Big plans for Sugar House: 1,000 residential units planned along streetcar line
The Sugar House streetcar project is drawing new construction to Sugar House. Upcoming construction includes office space, retail stores and more than 1,000 new residential units.
“Part of the mission [of the streetcar] was to create a vibrant and lively neighborhood,” Redevelopment Agency Spokesman Nicholas Rupp said, adding that he is excited about the construction going on around the streetcar terminus.
“This is the vision I had when I first ran for council almost seven years ago,” said Soren Simonsen, Salt Lake City Councilmember for District Seven. He said the recent growth is just the beginning.
“There are very few communities like Sugar House,” Simonsen said.
Fairmont Park has more than 15 acres of space and Sugar House Park has more than 90 acres that can be developed. The large amount of space is one of the qualities Simonsen feels is unique to Sugar House.
“I think the [streetcar] project is accomplishing what was envisioned with the federal funding. And the private investment will likely continue well into the future,” Simonsen said.
The planned developments coming up near the streetcar line are all expected to be completed within the next five years.
Cowboy Partners, the Granite Furniture Parcel, Sugar House Loop, Sugar House Apartments, and new housing at Westminster are already under construction or will begin construction this year. Both Wilmington North and South projects are expected to begin at the end of this year.
SH Center West and SH Center East are the projects which are the farthest out. The Developer is still in the early stages of planning, but the projects are expected to be completed before 2016.

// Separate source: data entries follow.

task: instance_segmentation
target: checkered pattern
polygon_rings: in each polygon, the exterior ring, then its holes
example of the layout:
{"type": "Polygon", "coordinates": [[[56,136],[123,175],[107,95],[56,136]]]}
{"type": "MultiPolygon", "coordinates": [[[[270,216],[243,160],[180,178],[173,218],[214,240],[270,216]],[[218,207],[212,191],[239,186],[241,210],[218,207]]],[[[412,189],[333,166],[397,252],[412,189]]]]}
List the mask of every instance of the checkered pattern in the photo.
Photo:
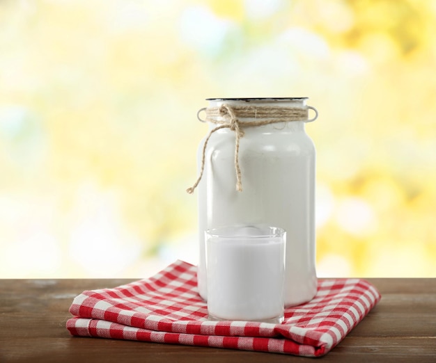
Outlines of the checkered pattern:
{"type": "Polygon", "coordinates": [[[316,357],[326,354],[380,299],[361,279],[318,281],[315,298],[286,309],[281,324],[209,321],[196,267],[177,261],[155,276],[84,291],[67,322],[72,335],[316,357]]]}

When all of the construction is completed, the square footage will take up almost 2 million square feet of land.
“We’re excited that [the streetcar] is bringing businesses in,” Rupp said. “Many people recognize that the transit line will be a prime place for business.”
Rupp said that Sugar House has had a void in public transit for several years. The streetcar will allow residents to run errands without using a car.
“There’s a growing population who want to walk and live more urban,” Rupp said.
In addition to the growth in the community, the plans for Phase 2 of the streetcar will be announced in the next three months. The second phase of the streetcar project involves what will happen to the section where Phase 1 ends, at McClelland Street and 2200 South.
“There’s been a ton of great input,” Salt Lake Transportation Director Robin Hutcheson said. Now the plans are going through the city adoption process. This will involve city council meetings and public hearings.
“We want it further to the east,” Simonsen said. He added that there are more development opportunities in that direction. Simonsen would like to see it tie into Sugar House Park.
The Salt Lake City Planning Commission will make a decision on which alignment to choose. There are six alternatives under consideration. The public can make comments at www.shstreetcar.com.